Westbound lanes of I-80 in suburban Sparks were temporarily closed during the Monday morning commute due to crashes caused by icy conditions, the Nevada Highway Patrol said. And I-580 between Reno and Carson City remained closed in the Washoe Valley where the patrol said it was continuing to help motorists recover vehicles abandoned over the weekend. There were no immediate reports of any serious injuries.

The blizzard was yet another late-season shot in the arm for California’s snowpack, a vital part of the state’s water supply.

The water content of the snowpack on Monday stood at 104% of the average to date and 94% of the April 1 average, when it is normally at its peak, according to online data from the California Department of Water Resources.

And more snow was forecast to be on the way.

Winter storm warnings were issued for a new, less powerful system expected to arrive later in the day and last into Tuesday night, and was likely to bring periods of moderate mountain snow, the weather service said.

Kevin Dupui, who lives in Truckee, about 10 miles (6.2 kilometers) west of Sugar Bowl, said his snow blower broke, but it doesn’t matter because there’s nowhere to put all the snow anyway. “We just move it around,” he said Sunday.

Residents were snowmobiling and cross-country skiing in the streets.
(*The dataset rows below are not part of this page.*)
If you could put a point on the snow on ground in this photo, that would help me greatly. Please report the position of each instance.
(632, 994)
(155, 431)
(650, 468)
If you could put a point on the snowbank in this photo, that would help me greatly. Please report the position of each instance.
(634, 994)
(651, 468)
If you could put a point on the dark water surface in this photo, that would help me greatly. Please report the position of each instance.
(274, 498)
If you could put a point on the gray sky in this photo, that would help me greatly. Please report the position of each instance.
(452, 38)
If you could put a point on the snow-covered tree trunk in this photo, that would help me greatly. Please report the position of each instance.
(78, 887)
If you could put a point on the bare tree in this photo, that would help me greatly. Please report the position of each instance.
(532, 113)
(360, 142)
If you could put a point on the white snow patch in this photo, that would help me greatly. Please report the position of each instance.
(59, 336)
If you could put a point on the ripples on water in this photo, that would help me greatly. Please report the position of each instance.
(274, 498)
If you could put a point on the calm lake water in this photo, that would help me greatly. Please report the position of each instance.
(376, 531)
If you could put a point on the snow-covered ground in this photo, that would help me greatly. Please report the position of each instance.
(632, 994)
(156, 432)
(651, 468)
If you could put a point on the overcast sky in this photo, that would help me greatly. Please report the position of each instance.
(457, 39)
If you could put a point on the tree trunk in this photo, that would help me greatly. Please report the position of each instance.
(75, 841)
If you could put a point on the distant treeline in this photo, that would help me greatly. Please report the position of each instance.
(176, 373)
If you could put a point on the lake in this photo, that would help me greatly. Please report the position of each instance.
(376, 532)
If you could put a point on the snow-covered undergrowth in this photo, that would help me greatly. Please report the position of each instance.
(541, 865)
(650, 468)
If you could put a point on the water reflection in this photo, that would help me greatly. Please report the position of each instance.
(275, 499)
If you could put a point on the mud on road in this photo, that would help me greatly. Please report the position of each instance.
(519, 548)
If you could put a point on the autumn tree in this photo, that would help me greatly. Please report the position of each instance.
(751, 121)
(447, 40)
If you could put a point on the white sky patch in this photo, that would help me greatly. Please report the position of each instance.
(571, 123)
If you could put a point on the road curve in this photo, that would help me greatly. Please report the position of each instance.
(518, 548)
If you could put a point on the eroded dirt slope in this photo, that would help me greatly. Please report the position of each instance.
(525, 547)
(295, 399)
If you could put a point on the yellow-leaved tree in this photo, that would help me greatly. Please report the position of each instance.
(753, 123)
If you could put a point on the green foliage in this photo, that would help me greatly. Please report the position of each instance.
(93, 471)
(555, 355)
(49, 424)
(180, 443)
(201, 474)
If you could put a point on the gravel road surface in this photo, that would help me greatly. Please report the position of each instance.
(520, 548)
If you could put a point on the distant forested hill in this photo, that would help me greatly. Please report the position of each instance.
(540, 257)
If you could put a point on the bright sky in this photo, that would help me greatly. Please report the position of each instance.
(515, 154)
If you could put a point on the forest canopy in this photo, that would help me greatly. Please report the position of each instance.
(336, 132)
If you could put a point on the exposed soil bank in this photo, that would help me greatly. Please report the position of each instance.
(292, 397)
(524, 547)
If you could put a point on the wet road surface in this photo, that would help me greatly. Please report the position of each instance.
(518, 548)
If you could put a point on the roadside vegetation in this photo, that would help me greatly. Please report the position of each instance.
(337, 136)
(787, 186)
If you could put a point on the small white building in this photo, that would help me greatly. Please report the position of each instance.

Power has been restored to thousands who lost service but some outages continue.

Some people turned up at Sugar Bowl at 8 a.m. on Sunday but had to wait until 2 p.m. when crews were able to finally open one lift, leaving them only a couple of hours to ski but Slaughter said he’s sure it was worth it given the conditions.

He hoped to hit the slopes himself ahead of the next storm.

“It just keeps coming,” Slaughter said. “It looks like it’s going to be snowing most of this week. So if people cannot make powder turn today, there’s plenty more coming for you.”